If you’ve never lived through a hurricane, all you needed to do was to turn on the news over the last few weeks to see the devastation that Hurricane Harvey caused in Texas and that Hurricane Irma caused in Florida and Georgia. Just seeing what this kind of storm can do should be enough to make you want to be prepared for the next one if you are in an area near seawater (they hit every year, though, thankfully, not usually as hard as these two).

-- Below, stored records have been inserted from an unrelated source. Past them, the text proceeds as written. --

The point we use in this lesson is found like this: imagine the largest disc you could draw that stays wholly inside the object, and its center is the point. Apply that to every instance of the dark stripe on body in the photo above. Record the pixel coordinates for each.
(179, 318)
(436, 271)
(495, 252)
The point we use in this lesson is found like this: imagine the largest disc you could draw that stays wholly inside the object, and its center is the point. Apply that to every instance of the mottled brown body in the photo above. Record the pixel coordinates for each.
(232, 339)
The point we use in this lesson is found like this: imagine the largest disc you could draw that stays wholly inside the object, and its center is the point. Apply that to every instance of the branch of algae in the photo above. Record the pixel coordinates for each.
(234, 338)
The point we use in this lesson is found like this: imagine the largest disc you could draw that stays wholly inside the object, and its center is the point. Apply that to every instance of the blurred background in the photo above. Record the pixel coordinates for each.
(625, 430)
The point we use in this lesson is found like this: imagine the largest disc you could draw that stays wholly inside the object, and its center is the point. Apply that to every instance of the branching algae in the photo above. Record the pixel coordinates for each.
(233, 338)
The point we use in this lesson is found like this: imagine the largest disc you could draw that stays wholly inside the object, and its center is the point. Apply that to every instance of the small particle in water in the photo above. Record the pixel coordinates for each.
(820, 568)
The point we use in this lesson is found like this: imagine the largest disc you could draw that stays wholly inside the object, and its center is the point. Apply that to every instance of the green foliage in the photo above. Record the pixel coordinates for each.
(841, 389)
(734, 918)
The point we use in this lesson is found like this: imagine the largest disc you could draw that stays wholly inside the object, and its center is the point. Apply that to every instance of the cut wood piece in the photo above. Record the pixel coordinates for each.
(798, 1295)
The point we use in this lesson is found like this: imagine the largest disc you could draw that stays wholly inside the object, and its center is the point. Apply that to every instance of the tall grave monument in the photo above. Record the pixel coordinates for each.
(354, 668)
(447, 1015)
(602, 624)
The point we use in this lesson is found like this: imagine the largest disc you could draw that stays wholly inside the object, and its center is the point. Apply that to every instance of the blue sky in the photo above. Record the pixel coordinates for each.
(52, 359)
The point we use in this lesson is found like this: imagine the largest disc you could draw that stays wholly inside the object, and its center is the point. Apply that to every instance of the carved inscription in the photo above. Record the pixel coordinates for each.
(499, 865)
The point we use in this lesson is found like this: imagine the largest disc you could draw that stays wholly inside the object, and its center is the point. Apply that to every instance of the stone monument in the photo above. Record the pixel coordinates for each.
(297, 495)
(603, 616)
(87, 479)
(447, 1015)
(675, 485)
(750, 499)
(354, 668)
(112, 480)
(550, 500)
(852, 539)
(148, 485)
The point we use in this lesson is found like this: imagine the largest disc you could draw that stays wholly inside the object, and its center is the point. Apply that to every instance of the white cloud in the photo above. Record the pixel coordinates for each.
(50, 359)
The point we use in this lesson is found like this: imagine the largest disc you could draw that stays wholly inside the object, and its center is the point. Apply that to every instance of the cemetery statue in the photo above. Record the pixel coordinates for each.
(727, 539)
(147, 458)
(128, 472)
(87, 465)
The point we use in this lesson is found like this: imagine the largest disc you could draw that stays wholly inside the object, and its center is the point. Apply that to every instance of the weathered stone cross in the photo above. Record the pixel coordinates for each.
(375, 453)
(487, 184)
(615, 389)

If you decide to stay put through a hurricane (the first consideration is to always consider whether you should leave the area), then there are a few items that you will want to have on hand to make sure that you have the best chance of surviving. Rich M gives some suggestions for items to stockpile if you’re going to stay put through a hurricane, with our comments:
- Bottled water: Having weathered the aftermath of Irma, I can attest to how useful this item is. As long as you have safe water, you can survive a lack of food for three weeks or more. But, without water, you have three to four days to survive.
- Non-perishable food (such as canned). While you can survive for a few weeks without food, it’s not a pleasant experience. Having shelf-storable food is good to have on hand.
- Fuel. This is important both so that you can drive to other areas to get supplies (in my area, during the Irma aftermath, some grocery stores had power when nearby homes did not) or to power a generator to run your refrigerator and air conditioning if you have people in the house who will not handle heat well such as the elderly or those with asthma.
- A way to cook food. A non-electric grill or camp stove can be useful when you don’t have power.
- Flashlights and batteries. Going to the bathroom in absolute darkness is darn inconvenient. That’s all I’ll say about that.
- Battery operated radio. This is useful for both weather updates and updates on restoring power and water services or where you can get emergency supplies.
- Recharging battery for your phone. You may not realize how much you use your smartphone (or even a basic cell phone) until you face the threat of running out of power for it.
- Solar phone charger. See #7.
- Good first-aid kit. People get injured in hurricanes and when cleaning up the mess afterwards. Have first aid supplies handy.
- Toiletries, especially toilet paper. I think you know why this is important.
- Insect repellent. Mosquitoes tend to increase in warm humid conditions, but that doesn’t mean that you want to be their feast.
- Baby formula and diapers if you have a baby. They need to eat and have toiletries, too.
- A complete set of important documents in a waterproof container. This includes insurance information, identification, birth certificates, property deeds and titles. You’ll want these for filing any claims with your insurance companies or for police reports for any looting. Alternately, you can take pictures or scan these items into electronic documents and email them to yourself.
- Laminated list of emergency phone numbers. If you need to dial emergency contacts but your smartphone is down, this will be useful.
- Cleaning supplies. In Irma, the storms were well gone before the power came back on. It’s a perfect time to clean.
- Rain gear. If you have to be outside in the pouring rain, you’ll appreciate having this.
- Water purifier. See #1.
There you have it: seventeen items to consider having on hand to weather out a hurricane. If you find yourself unfortunate enough to have to do that, you’ll appreciate having these things on hand.